I am so proud to manage these players. They deserve so much respect for their ability to adapt and their desire to be better every single day. That is the reason we are Premier League champions and League Cup winners.
The schedule has been relentless, but we have been so consistent in all competitions. That is down to the commitment, determination and professionalism of everyone connected to Manchester City Football Club. This is an organisation that has top people in every department and that is the reason I love working here.
Finally, I just want to say what a pleasure it will be to play in front of our supporters on such a special night. Their support this season has been incredible, and I can honestly say, without their love from afar we would not have been able to do what we have done. They drive us on, and we want to make them happy.

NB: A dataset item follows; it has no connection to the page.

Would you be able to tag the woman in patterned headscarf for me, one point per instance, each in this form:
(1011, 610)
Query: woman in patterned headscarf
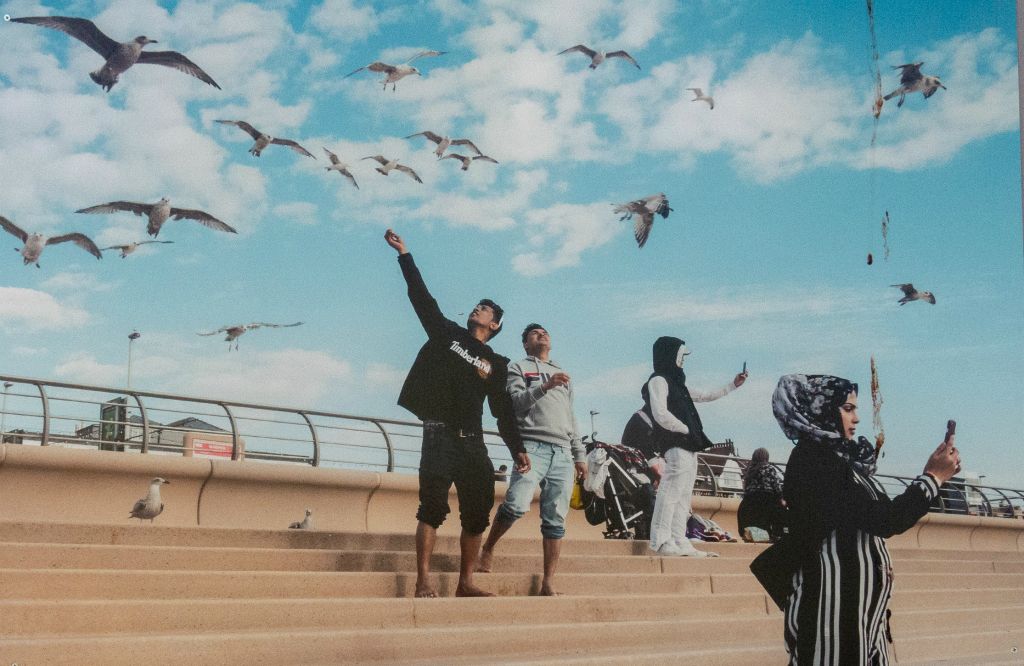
(837, 611)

I promise them we will do our very best to bring the trophy back to Manchester.
Enjoy the game,
Pep
As Pep Guardiola aims to complete his trilogy, we take a look back at those two previous triumphs that have been written into legend
It’s probably fair to refer to the journey that Pep Guardiola took between his first two trophies in this glorious competition as being one that took him from miracle to paradise.
And that’s because, retrospectively, it all seems to fit. There’s a way to understand it. But when he took over at Barça at the start of the 2008/09 season, if you’d told him – or indeed anyone – how it would end, nobody would have taken you seriously. The baking heat of Rome. A pre-match dressing-room video based on the film Gladiator that left his players weeping (“in pieces”, according to Victor Valdés) as they ran out at the Stadio Olimpico. Key players, such as Éric Abidal and Dani Alves, missing. Andrés Iniesta and Thierry Henry barely fit.

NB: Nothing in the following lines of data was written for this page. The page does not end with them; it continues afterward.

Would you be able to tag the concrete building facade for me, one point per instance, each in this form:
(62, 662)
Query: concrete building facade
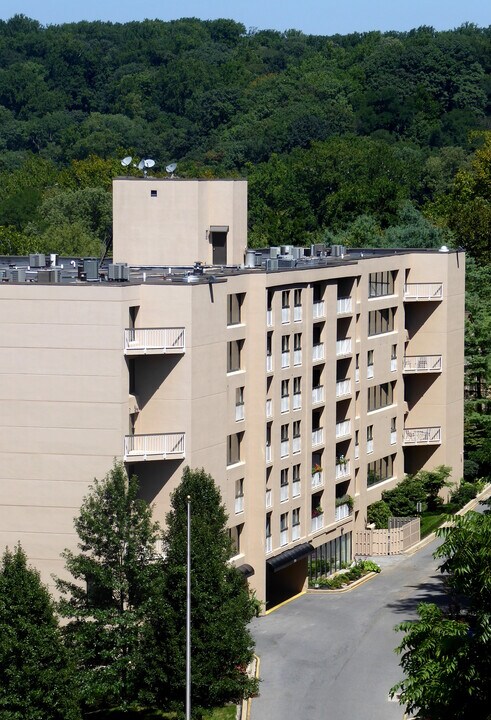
(305, 383)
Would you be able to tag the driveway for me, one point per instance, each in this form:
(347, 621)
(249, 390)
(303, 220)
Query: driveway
(331, 657)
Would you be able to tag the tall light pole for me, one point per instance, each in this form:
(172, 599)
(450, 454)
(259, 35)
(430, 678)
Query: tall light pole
(188, 614)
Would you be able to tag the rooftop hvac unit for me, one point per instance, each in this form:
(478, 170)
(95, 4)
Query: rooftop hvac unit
(37, 260)
(17, 275)
(91, 268)
(118, 271)
(47, 277)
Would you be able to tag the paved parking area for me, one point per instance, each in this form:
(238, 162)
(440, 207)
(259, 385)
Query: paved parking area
(331, 657)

And yet, they won. They beat Manchester United. And they completed that miraculous treble.
Two years later they returned to the summit at Wembley. It was a stadium already mythical to Guardiola and his beloved club, for it was where they had won their first European Cup 19 years previously. Perhaps they were favourites this time. Whatever, they produced one of the most sublime final performances in the history of the game to beat United. Again.
Miracle, paradise… how will this one be christened if Guardiola makes it a hat-trick of lifting that cup with the big ears?